President Trump just signed into law the most significant tax reform legislation since 1986. This legislation, formerly known as the Tax Cuts and Jobs Act (“the Act”), impacts aircraft owners directly. Beginning in 2018, like-kind exchanges of aircraft (and other types of personal property) will no longer qualify for tax deferral. The Act contains a limited transition rule giving aircraft owners a very narrow window of opportunity to take advantage of current tax rules before they expire.
Consider Starting a Like-Kind Exchange on or Before December, 31, 2017.
The Act limits the like-kind exchange rules to exchanges of real estate. Effective in 2018, like-kind exchanges of personal property, including aircraft, will no longer qualify as tax-deferred exchanges, but rather will be treated as taxable sales. In some cases, the loss of like-kind exchange treatment will be offset by the ability to claim 100 percent bonus depreciation with respect to the replacement aircraft. Bonus depreciation, however, has additional burdensome requirements that may preclude aircraft owners from taking advantage of it. For example, the requirement that aircraft be used predominantly for qualified business use can create roadblocks for owners who fall into the so-called “Leasing Company Trap” – the IRS practice of treating use by certain affiliates of the aircraft owner as personal use, even if such use is, itself, for a business purpose. Described another way, if aircraft owners lease their aircraft to another business or businesses they own wholly or in part, rather than operating it directly, they may be ineligible to claim bonus depreciation.

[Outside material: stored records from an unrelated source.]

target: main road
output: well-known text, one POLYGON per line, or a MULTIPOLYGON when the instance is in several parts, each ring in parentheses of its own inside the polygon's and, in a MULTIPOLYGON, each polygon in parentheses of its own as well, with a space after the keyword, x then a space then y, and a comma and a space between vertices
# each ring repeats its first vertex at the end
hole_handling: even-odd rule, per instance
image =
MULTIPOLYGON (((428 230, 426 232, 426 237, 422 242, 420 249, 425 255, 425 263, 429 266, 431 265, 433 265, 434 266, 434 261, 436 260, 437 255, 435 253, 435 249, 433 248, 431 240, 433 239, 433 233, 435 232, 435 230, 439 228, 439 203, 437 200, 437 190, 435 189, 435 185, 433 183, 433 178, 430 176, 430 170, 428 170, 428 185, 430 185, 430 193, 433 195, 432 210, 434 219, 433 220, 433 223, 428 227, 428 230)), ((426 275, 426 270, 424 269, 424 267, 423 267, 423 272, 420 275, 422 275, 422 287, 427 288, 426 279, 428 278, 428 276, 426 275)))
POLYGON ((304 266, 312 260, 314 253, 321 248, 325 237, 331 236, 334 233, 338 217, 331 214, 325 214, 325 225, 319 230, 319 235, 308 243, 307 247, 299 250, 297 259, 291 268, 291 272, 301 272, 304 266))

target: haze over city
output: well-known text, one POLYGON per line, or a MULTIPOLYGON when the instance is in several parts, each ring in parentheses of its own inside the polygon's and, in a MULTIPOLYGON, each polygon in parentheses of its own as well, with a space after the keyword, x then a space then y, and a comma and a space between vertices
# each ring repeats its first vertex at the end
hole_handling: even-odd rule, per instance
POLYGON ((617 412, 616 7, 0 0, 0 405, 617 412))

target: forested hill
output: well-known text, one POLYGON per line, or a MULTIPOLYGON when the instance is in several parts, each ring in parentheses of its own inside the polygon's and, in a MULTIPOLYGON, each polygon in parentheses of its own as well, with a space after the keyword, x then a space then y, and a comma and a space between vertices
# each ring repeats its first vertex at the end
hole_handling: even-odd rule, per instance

Aircraft owners considering replacing their aircraft in the near term may wish to consider starting a like-kind exchange before the end of 2017. The new like-kind exchange rules generally apply to exchanges completed after December 31, 2017, but under a special transition rule, the existing rules should continue to apply if the aircraft to be transferred as part of the exchange is “disposed of“ on or before December 31, 2017 (even though the exchange has not been completed as of such date). Based on prior IRS guidance, property that is transferred to an “exchange accommodation titleholder” (EAT) as part of a qualified like-kind exchange is generally considered to have been transferred. Based on a literal interpretation of the transition rules and existing IRS guidance, aircraft owners may be able to take the position that the transfer of their existing aircraft to an EAT as the first part of a like-kind exchange is sufficient to satisfy the transition rule. It is possible, however, that the IRS may have a more restrictive interpretation of the transition rule.
Aircraft owners that delay until 2018 will have to pay federal income tax (and state tax, if applicable) as a result of depreciation recapture and/or gains, and try to meet the requirements for claiming bonus depreciation.